Should an outbreak occur at these facilities, local medical facilities would be forced to devote extensive resources and may become overwhelmed.
This action will also protect the health of our country's dedicated border agents and other law enforcement personnel, who are vital to the security of our Nation. [Emphasis added.]
I discussed the CDC quarantine (or "Q") stations in my March 14 post, "WaPo Misses Key Points on Wuhan Flu". There are 20 of them in the United States, but only two close to the Southwest border: one in San Diego and one in El Paso. Given the stress on the public health system in the interior of the United States caused by the need to respond to the Wuhan flu in communities across the country, it is doubtful that CDC could set up new ones along the border anytime soon.
It appears that the administration is utilizing the sweeping powers conferred on the surgeon general by 42 U.S.C. § 265, which states:
Whenever the Surgeon General determines that by reason of the existence of any communicable disease in a foreign country there is serious danger of the introduction of such disease into the United States, and that this danger is so increased by the introduction of persons or property from such country that a suspension of the right to introduce such persons and property is required in the interest of the public health, the Surgeon General, in accordance with regulations approved by the President, shall have the power to prohibit, in whole or in part, the introduction of persons and property from such countries or places as he shall designate in order to avert such danger, and for such period of time as he may deem necessary for such purpose. [Emphasis added.]
This is not a new provision, or one that the Trump administration pushed for: It dates to the Franklin Roosevelt administration, and was signed five days before D-Day.
While there have been challenges to many of the president's efforts to control the border in the last three-plus years, I would note that most of those actions (such as the travel restrictions in Presidential Proclamation 9645), have largely rested on the president's authority under sections 212(f) (suspension of entry or imposition of restrictions by president) and 215(a) (travel control of citizens and aliens) of the Immigration and Nationality Act (INA).
The surgeon general's authority under 42 U.S.C. § 265 appears to be fairly absolute (although the same is true of the president's authority under sections 212(f) and 215(a) of the INA, both of which have been subject to challenge), and would also appear to supersede the expedited removal provision in section 235(b) of the INA. Simply put, those aliens would not be "applicants for admission", because they would not be allowed in the country at all.

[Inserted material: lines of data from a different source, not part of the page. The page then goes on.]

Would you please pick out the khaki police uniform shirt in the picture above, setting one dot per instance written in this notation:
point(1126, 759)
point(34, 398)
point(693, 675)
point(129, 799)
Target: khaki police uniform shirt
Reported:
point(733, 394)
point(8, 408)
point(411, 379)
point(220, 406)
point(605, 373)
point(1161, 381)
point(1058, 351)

And at a time that the governor of California (our most populous state) has ordered all of its nearly 40 million residents to remain at home to slow the spread of Wuhan flu, it would be difficult to argue that this action is "arbitrary and capricious".
It is significant that the Mexican government agreed to these restrictions. As a matter of law, Mexico is generally only obligated to accept the return of its own nationals, not nationals of third countries. That said, Mexico is likely interested in protecting the health of its own citizens from the Wuhan flu (as my colleague Jason Peña reported on March 18, Mexico is turning away any migrant infected with the disease at its own southern border), which means stopping the flow of unscreened migrants through that country.
Most of those migrants are headed to the United States, so if the United States will not accept them, they likely will not pay smugglers to assist them in transiting through Mexico, and will not enter Mexico to begin with.
Which means that those smugglers, and the cartels to whom they must pay transit fees, will feel the economic pain of the Wuhan flu that many legitimate businesses in the United States are currently suffering. It could not happen to better groups of people.